Realization of Focus

Sometimes everything just falls into place, you know?

On an early Saturday morning, with the sun shining and a record on the turntable, I’m a new man. All the stress of the week is gone and I can finally get to things that matter to me. Now, sometimes this might manifest as a morning session in front of the TV playing a game, but eventually the day turns to cleaning, organizing, preparing and cooking, which is a fine trade off to me.

I’m not great at keeping focus, but I’ve learned (and am learning) ways to work with what I can. Usually that means I just accept that in the middle of this paragraph I’ll probably take a five minute break to scroll through Twitter for the fourth time this morning, but as long as I eventually come back to the post and finish it, that’s fine.
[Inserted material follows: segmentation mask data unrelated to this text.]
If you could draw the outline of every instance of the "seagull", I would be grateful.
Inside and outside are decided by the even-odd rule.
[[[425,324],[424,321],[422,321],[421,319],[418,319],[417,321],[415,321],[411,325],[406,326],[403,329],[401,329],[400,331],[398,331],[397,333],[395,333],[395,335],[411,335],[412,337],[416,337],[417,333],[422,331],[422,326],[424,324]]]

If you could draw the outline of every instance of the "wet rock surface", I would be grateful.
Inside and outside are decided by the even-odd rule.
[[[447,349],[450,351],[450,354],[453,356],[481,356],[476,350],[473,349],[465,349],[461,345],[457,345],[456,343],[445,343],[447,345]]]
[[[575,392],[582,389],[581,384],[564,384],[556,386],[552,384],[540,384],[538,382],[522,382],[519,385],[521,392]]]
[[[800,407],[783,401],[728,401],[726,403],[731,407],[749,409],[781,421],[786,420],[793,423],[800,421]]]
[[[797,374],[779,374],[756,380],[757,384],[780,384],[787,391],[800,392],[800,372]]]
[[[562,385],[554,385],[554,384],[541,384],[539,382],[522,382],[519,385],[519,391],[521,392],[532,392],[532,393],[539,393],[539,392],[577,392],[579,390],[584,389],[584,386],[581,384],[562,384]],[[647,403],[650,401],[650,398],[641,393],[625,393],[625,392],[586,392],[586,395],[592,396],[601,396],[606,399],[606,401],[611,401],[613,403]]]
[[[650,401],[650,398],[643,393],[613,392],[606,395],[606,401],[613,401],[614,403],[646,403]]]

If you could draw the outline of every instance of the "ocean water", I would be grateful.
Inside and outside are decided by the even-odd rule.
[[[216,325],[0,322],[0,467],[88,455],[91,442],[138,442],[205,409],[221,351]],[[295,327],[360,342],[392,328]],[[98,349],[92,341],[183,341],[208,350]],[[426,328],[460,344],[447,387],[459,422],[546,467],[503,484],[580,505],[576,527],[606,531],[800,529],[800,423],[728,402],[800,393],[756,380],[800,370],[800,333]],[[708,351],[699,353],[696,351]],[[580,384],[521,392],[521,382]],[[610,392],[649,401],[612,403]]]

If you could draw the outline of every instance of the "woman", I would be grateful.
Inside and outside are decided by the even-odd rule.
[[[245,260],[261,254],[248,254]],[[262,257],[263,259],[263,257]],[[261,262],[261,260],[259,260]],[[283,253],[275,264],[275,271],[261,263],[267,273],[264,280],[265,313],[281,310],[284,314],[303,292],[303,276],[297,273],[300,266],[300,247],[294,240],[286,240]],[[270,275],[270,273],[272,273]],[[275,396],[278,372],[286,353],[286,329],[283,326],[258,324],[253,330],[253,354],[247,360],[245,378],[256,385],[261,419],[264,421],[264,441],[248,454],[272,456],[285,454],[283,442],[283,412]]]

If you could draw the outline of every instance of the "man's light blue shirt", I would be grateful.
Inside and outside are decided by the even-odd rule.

I grew up under the expectation that once an activity or job is started, it must be finished, and if it isn’t finished in a timely manner, it was failure. But as I’ve grown to know myself I’ve learned that I can’t work that way. I’ve had a video project sitting on my desktop for about a week and a half now, but I know that that’s how it has to be done, because I need to be excited about it for the emotion to come across right. If I just sat down and worked, cranking out o project after project, post after post, I’d never produce things I cared about.

It’s important to me that I care about the things I make, so I often don’t make things for weeks on end. I might go months between photo shoots or weeks between trips, because if I’m not excited to do something, the product just sucks. I’m not happy with the result, and as such, I don’t put it up anywhere or tell anyone about it.

This blog is the closest thing I have to a regular scheduled creation time, but even in that, I schedule out my posts about a week in advance. That way, if I go a whole week or two without any inspiration to write, I still have content out here being posted. It reminds me when a post goes up, and I think “huh. Should probably think about writing again” and I can refocus to pound out some posts in an afternoon for a bit.

That’s what focus really means to me. Not sitting down and working non stop for hours on end, or getting into some “deep work” methodology. That stuff doesn’t work for me. I have to have freedom to move, to walk, to step away and come back. I can’t sit down and just work forever, that stifles creativity and only produces mediocre garbage in my experience. I can’t say this works for everyone, and probably wouldn’t recommend it to many, but it works for me.